My point in dragging my personal history into a discussion of employment and counseling is that people who have all the advantages I had are going to be o.k.  They may not end up with a $200 million nest egg, but they will have interesting careers and finish their days secure and comfortable.  But what about those who are less fortunate?   We can think right away about the children of single parents who didn’t finish high school and the children of various ghettos* who are scheduled for failure almost from the day they are born.  Some will be lucky and be inspired by a teacher or some other mentor, but too many won’t.  Unfortunately the way the structure of the job market seems to be developing, it’s not going to be just the trailer park* and ghetto raised children who never find a well paying job.  It’s going to be high school and even college graduates.  We can invest in raising their skill levels and counsel them until the cows come home on how to seek and develop a career, but if business has no interest in hiring them, it will all be in vain, except that we may have some really well educated and interesting people hanging around in parks wondering where there next meal is coming from.   Not everyone can work in health care.
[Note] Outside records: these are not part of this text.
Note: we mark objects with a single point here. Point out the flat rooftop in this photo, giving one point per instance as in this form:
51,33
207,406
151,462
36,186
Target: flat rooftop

I don’t know what the answers are.  Once you get a degree in economics, you can’t buy into protectionism.  There is only so much you can do with redistribution through government, and most people are opposed to that except for the programs that benefit them personally.  Once in a while you see an in depth TV news story about some small company that decided to give its workers a stake in the business and the reported results are always good, but a move like that requires owners and managers who are willing to look at their businesses long term.  The German model may hold some promise.  Firms there seem to be committed to their workers, recognizing them as a valuable resource in which they have invested substantial amounts of time and money.  Because the workers are well paid, they can be active participants in the domestic economy, which, of course, serves the interests of business.  Henry Ford knew this in his own crude way, but we have all forgotten that lesson.
*To say someone lives in a trailer park or a ghetto does not imply criticism.  It simply says they are poor but not so poor they have to live in their car or under a bridge.